The dollar rose on Friday, heading for its fifth consecutive weekly gain.
Traders are evaluating the latest economic data and amid strong expectations for the Federal Reserve to lower interest rates in June.
The yen remained stable at around 150 yen to the dollar, while the dollar index, which measures the performance of the US currency against six major currencies, rose 0.13% to 104.40 on Friday.
The dollar fell on Thursday after mixed US data, with retail sales falling more than expected in January, while a separate report highlighted labor market strength.
Strong US data dashed expectations of early and deep interest rate cuts from the Federal Reserve.
According to CME’s Fed Watch tool, traders now expect an 80% chance of rate cuts in June, compared to expectations in the markets that the Fed would begin cutting rates in March.
Traders now expect rate cuts by 94 basis points this year, which is closer to the Federal Reserve’s expectations of a 75 basis point cut, and significantly lower than the expected 160 basis point cut by the end of 2023.
The Japanese yen fell 0.22% to 150.26 against the dollar, hovering around the 150 level, which could prompt potential intervention from Japan.
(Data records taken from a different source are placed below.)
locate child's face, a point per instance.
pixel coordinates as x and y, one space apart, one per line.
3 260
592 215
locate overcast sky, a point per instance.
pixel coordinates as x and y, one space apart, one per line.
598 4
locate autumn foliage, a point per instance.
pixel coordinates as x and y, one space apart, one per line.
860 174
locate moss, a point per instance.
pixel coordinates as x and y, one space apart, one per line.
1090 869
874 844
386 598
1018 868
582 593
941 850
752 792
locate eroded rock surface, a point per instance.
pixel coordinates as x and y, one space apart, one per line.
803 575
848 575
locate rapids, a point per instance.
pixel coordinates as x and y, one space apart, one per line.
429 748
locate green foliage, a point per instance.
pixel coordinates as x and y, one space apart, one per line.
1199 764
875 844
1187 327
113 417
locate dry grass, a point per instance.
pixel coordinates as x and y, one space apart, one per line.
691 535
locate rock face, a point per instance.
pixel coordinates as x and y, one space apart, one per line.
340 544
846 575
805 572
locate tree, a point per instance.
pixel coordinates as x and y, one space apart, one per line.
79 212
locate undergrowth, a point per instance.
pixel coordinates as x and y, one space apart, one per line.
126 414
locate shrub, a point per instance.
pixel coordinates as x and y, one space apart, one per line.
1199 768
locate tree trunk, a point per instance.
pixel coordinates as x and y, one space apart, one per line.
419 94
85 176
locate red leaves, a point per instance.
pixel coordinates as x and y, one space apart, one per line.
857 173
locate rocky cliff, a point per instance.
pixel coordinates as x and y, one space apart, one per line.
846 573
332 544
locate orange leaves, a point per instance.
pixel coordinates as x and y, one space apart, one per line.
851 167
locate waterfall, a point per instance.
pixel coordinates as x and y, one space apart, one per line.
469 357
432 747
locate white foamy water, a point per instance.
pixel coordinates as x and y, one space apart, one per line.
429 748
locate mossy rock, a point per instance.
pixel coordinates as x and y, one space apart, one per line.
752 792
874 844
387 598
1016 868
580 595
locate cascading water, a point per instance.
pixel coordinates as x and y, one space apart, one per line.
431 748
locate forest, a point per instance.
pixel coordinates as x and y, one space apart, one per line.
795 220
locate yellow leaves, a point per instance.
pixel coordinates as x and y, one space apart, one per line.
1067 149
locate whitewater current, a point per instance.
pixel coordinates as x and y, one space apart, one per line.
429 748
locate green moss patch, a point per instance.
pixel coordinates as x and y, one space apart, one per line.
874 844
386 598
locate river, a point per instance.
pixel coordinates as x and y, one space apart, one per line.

The yen, which is heavily influenced by US interest rates, has lost 6% against the dollar this year as traders have scaled back their expectations of US interest rate cuts.
Meanwhile, the euro fell 0.11% to $1.0761, heading for a slight decline for the week and nearing its lowest level in three months at $1.0695, touched earlier this week.
The pound fell to $1.2582, a 0.15% decline during the day and a 0.4% loss for the week.
The Australian dollar declined 0.08% to $0.65195, while the New Zealand dollar fell 0.16% to $0.60965.